Misdiagnosis of RAAA
Hemodynamic stability seems to play a major role when it comes to misdiagnosis of RAAA and as a consequence treatment delay [95]. Among 98 patients undergoing emergency AAA repair, 56 patients were hemodynamically stable at presentation, and misdiagnosis was significantly more common in these patients than in those who were in shock (58.9 % vs 26.2 %, p = 0.002). Median time delay from presentation to diagnosis was significantly increased (144 min vs 12 min, p < 0.0001), and median time from diagnosis to arrival in theater was significantly longer (90 min vs 48 min, p = 0.02) in patients who were hemodynamically stable at presentation.
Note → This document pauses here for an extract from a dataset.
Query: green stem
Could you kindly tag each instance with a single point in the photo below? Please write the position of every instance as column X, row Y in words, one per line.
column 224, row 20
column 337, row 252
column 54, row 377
Of the 56 patients who were hemodynamically stable at presentation, 19 underwent hemodynamic decompensation before surgery with a significantly increased mortality compared with those who remained stable (73.7 % vs 37.8 %, p = 0.02). Of these 19 patients, only five were correctly diagnosed at presentation. Gastrointestinal and renal/urinary tract pathologies were the most frequent misdiagnoses, followed by back, thoracic, or cardiac pathologies [95].